Nous traversons des petits villages parfois pauvres
On pourrait croire que le parc de Manu (tout du moins la partie réservée) est toute proche de Cusco, mais il n’en est rien. Il faut compter une bonne journée et demie de bus et autant de bateau avant de pouvoir l’atteindre. Heureusement, il suffit d’une demi-journée de bus pour pénétrer dans la réserve de Manu et commencer à voir la faune et la flore. 
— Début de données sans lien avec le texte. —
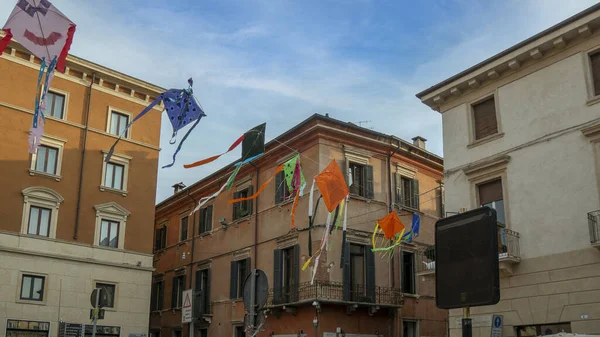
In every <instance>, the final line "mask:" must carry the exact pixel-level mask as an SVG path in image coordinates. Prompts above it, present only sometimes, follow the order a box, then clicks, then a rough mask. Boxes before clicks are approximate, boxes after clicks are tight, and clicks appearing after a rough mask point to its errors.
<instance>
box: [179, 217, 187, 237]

Autant dire que c’est à l’aube que nous partons en bus de Cusco. Nous faisons connaissance avec les 8 personnes qui vont partager cette aventure avec nous : Deux chinois nés en Suède (Few et Chan), 2 américains (Robert et Mahew), 2 allemands (Maria et Peter), Katherine, une californienne et Andrew, un canadien qui est déjà venu 8 fois. Nous quittons très rapidement la route pour nous engager sur un chemin voire même une piste qui va nous conduire tant bien que mal (entre les éboulements, les chaos, les sillons creusés par les eaux, les ponts faits de planches et les tunnels qui ressemblent plus à des passages dans la roche) jusqu’à notre premier camps. 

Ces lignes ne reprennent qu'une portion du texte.